Und weiter: “Wenn Sie durch Castel Volturno fahren, werden Sie schnell diese verfallenen Häuser bemerken, in denen Ausländer wohnen. Sie zahlen Miete für ein Bett, aber die Häuser sind völlig heruntergekommen. Oft mit kaputten Fenstern, kein Wasser, Klempnerarbeiten, die nötig wären, Feuchtigkeit im Haus.Theoretisch dürfte man diese Häuser nicht vermieten. Das sind unbewohnbare Häuser, zumindest nicht nach den Standards, die wir in Italien haben.”

Mehr afrikanische Pfingstgemeinen als katholische Kirchen

Eine Stadt, gespalten in zwei Hälften – in denen Einheimische und Zuwanderer kaum aufeinandertreffen. Serraino hat ein treffendes Bild: “Es ist, als ob sie durch eine durchsichtige Plastikmauer getrennt wären. Sie sehen einander, aber sie berühren sich nicht. Man kann in Castel Volturno leben, ohne Kontakt mit Italienern zu haben – außer für das absolut Notwendigste. Und dann gibt es die Kirchen. Castel Volturno ist voll von afrikanischen Pfingstkirchen.”

In Castel Volturno gibt es mehr afrikanische Pfingstgemeinden als katholische Kirchen. Einer der wenigen Orte, an denen sich die Zuwanderer zuhause fühlen.

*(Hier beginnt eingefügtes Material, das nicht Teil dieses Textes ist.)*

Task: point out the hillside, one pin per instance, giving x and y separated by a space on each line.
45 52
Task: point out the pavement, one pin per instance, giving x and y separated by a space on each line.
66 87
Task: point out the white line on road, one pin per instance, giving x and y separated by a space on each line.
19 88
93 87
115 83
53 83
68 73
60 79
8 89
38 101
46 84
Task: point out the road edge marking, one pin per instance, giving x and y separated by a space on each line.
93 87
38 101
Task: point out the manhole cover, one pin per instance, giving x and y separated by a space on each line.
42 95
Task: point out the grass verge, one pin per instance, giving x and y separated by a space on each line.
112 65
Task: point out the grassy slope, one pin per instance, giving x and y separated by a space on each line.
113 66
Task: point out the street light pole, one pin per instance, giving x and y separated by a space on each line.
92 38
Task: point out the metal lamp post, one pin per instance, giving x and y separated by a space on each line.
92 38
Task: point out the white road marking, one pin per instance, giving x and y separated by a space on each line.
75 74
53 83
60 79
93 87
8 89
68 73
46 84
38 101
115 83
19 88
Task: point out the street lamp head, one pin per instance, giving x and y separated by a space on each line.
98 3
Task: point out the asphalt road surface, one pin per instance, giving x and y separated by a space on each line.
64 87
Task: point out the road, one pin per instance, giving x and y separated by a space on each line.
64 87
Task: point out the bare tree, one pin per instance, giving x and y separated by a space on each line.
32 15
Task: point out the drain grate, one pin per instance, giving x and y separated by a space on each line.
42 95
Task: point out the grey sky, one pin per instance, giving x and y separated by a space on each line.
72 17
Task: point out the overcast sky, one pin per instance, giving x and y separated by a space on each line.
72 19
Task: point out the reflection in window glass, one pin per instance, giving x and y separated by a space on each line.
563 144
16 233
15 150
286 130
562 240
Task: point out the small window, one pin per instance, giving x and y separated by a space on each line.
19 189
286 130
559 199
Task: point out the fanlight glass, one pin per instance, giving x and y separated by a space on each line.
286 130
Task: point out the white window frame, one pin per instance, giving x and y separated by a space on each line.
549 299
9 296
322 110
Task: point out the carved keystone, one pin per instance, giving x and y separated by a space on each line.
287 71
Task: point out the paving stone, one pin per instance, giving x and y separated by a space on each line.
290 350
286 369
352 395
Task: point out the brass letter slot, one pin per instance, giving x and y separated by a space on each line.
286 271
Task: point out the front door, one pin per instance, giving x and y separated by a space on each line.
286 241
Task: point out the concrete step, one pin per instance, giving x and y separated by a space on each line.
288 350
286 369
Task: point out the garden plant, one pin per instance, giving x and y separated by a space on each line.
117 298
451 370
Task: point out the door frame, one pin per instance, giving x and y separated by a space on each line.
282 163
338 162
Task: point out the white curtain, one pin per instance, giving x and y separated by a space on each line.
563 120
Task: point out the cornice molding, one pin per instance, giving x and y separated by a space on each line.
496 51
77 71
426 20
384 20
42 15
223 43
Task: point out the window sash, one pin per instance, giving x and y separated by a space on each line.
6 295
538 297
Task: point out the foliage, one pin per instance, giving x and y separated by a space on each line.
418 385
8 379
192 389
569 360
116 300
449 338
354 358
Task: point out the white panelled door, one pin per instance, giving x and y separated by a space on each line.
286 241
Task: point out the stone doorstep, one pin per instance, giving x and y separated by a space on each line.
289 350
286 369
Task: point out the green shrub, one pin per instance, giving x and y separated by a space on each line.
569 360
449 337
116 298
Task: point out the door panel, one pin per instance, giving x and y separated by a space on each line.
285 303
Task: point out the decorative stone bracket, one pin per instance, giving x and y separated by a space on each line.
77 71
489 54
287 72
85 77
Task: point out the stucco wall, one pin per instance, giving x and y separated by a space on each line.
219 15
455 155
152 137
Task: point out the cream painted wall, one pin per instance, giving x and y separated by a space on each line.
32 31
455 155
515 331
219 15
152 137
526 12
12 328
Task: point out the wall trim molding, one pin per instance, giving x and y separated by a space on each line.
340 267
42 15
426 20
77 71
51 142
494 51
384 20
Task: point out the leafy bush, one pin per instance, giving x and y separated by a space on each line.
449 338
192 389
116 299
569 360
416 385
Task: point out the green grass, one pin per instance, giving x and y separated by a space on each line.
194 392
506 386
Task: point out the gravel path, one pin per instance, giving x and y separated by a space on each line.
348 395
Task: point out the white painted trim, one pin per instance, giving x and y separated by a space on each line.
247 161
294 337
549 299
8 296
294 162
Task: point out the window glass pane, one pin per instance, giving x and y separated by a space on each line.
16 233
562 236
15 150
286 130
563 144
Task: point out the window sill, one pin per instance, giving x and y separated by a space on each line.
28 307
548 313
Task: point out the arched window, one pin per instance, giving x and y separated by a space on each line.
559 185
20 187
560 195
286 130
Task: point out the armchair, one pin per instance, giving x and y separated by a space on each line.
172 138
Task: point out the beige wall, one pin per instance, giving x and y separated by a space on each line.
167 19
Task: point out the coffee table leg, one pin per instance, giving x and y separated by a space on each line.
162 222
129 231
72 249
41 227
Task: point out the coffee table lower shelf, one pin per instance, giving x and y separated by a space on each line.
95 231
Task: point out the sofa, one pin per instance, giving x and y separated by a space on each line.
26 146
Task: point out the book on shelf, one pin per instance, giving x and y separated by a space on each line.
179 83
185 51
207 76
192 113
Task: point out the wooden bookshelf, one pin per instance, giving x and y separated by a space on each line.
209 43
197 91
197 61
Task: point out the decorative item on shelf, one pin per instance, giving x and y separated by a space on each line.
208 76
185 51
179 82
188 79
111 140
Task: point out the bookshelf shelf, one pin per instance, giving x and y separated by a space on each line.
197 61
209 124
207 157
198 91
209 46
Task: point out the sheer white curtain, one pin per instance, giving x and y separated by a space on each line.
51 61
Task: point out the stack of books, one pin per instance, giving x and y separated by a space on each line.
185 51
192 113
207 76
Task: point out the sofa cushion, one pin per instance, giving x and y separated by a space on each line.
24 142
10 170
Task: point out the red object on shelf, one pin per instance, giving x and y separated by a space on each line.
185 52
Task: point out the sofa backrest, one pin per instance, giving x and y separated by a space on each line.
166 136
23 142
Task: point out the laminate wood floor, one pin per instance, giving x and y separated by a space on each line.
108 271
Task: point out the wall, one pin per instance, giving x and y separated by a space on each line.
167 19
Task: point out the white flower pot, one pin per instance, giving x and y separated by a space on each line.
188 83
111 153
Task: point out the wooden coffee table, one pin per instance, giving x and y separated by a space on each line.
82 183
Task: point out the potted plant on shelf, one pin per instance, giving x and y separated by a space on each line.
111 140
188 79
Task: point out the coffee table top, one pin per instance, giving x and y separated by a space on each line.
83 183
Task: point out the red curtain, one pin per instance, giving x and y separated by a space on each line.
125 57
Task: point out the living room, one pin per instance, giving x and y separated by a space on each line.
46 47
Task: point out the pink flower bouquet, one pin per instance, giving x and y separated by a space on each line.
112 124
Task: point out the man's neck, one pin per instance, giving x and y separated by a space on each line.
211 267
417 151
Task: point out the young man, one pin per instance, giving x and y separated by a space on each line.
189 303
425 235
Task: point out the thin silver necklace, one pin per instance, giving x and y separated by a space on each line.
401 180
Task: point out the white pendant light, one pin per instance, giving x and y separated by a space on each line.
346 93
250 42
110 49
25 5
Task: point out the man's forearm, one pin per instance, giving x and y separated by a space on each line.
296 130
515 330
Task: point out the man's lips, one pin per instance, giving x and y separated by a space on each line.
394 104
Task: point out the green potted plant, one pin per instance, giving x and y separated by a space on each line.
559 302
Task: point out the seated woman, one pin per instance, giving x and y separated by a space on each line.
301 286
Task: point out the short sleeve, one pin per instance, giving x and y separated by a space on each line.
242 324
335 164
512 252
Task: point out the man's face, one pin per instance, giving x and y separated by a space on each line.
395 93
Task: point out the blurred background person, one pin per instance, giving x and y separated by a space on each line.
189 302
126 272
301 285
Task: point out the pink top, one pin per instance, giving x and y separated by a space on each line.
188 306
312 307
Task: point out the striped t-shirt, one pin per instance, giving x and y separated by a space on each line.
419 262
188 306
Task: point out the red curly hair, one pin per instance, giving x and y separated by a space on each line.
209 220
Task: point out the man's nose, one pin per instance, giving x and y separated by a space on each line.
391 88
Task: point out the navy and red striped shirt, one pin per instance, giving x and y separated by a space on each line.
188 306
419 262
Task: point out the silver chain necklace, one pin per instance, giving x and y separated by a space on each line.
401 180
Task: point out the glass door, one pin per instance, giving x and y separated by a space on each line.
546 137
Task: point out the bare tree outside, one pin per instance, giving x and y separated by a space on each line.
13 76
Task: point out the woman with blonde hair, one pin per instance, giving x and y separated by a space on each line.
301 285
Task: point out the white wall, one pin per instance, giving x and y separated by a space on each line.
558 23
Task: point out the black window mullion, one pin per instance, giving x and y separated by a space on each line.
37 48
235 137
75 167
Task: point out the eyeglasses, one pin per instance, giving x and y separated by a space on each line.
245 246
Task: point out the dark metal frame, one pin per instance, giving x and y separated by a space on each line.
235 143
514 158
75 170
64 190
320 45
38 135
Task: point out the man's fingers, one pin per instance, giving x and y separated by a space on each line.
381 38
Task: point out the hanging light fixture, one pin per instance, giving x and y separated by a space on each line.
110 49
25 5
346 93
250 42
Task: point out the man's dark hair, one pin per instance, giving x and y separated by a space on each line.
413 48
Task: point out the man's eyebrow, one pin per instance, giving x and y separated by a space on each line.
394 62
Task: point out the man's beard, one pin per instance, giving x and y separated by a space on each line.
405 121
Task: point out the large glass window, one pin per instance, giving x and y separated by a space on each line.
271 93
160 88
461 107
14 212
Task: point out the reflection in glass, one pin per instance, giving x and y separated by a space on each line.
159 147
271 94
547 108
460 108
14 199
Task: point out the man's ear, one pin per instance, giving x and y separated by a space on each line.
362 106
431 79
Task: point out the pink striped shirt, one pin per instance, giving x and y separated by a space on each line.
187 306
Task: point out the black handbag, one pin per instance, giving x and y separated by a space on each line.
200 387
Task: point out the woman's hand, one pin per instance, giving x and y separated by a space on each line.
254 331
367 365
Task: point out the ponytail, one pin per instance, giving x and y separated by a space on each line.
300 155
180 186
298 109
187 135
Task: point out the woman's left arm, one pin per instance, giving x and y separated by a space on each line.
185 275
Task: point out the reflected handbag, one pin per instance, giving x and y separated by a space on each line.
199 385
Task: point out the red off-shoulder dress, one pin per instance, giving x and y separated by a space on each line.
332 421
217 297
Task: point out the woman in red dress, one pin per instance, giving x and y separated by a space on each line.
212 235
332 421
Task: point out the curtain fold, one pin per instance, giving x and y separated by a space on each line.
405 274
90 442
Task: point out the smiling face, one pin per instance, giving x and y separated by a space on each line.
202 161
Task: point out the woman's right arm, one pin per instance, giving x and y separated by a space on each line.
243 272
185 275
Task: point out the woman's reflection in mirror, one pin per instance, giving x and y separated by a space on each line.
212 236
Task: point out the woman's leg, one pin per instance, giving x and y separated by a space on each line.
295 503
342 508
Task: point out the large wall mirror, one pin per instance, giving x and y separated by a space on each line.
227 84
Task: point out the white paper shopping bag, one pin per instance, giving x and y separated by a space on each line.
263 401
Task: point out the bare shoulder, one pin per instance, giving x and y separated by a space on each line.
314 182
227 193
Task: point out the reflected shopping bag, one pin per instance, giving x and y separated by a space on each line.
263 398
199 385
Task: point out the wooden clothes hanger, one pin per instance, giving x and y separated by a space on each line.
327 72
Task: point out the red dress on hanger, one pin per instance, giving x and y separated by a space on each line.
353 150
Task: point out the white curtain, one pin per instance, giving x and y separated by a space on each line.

Und für ein besseres Leben beten können…

Pastor Prosper Doe: “Die Schwierigkeiten oder die Herausforderungen, denen wir hier gegenüberstehen, sind, dass wir keine Gemeinschaftseinrichtungen haben. Einrichtungen, die Leben verändern können. Wir haben keine Schulen, keine bezahlten, professionellen Kurse, keine Aussichten auf eine Arbeit. Eine Aufenthaltserlaubnis zu bekommen, ist für die Ausländer hier zum Problem geworden. Immerzu hören und lesen wir es in den Zeitungen, im Fernsehen, von den Journalisten: Es wird immer nur Negatives über die Ausländer hier berichtet. Womit ich nicht einverstanden bin. Denn wir tragen viel zum Leben hier bei, wir zahlen unsere Miete, bezahlen Rechnungen, wir leben in Häusern, die wir mieten. Wir leben hier nicht kostenlos. Sogar in leerstehenden Häusern bleiben die Leute und zahlen oft sogar Miete für Einrichtungen, die nicht in Ordnung sind und ungeeignet dafür, dass Menschen dort leben. Aber wir haben keine Wahl, also bleiben die Leute.”

Bei den Italienern, die hier ihr ganzes Leben verbracht haben, weckt das nicht unbedingt Mitleid: “Das sind keine Asylsuchenden. Das sind Wirtschaftsmigranten”, meint ein Lieferant. “Sie suchen ein besseres Leben, eine Arbeit. Aber wir haben keine – außer auf den Feldern! Sie kommen, weil man sie lässt. Hier bekommen sie Hilfe, Hilfe vom Staat. Immer hilft ihnen jemand. Ich frage mich manchmal, ob es für einen Italiener nicht besser wäre, zu gehen und als illegaler Zuwanderer wiederzukommen. Vielleicht hätte er dann ein besseres Leben in diesem Land!”

Hoffnung für die zweite Generation?

Wie können Einheimische und Zuwanderer das gegenseitige Misstrauen überwinden? Die Zuwanderer der zweiten Generation haben vielleicht eine Antwort auf die Frage. Die Jugendlichen, die wir in einer Sporthalle beim Basketballspiel filmen, wurden alle in Italien geboren. Und fanden im vergangenen Jahr heraus, dass die meisten von ihnen nicht in der Basketball-Jugendliga spielen konnten, weil sie offiziell immer noch als Ausländer gelten. Laut Gesetz müssen sie warten, bis sie achtzehn sind, und können dann die italienische Staatsbürgerschaft beantragen.

Die Entdeckung sorgte für Aufruhr. Und die Regierung gab daraufhin ein spezielles Dekret heraus, das den Kindern von Zuwanderern dieselben Rechte zugesteht wie denen von Einheimischen – zumindest beim Sport. Trainer Massimo Antonelli bekräftigt: “Meine Erfahrung mit den Jungs hier in Castel Volturno hat mir gezeigt, dass man aus etwas wirklich Kleinem heraus unglaubliche Resultate erzielen kann. Wichtig ist, daran zu glauben, und seine Rechte einzufordern. Durch Sport das Bewusstsein der Leute zu schärfen und die Spielregeln zu ändern.”

Während Italiener wie Zuwanderer hier in Castel Volturno und im Rest Italiens den Weg zur Integration anscheinend verpasst haben, liegt die letzte Hoffnung auf der nächsten Generation. Auf diesen Migrantenkindern, die hier in Italien geboren und aufgewachsen sind, und die hoffen, eines Tages einfach ‘Italiener’ genannt zu werden.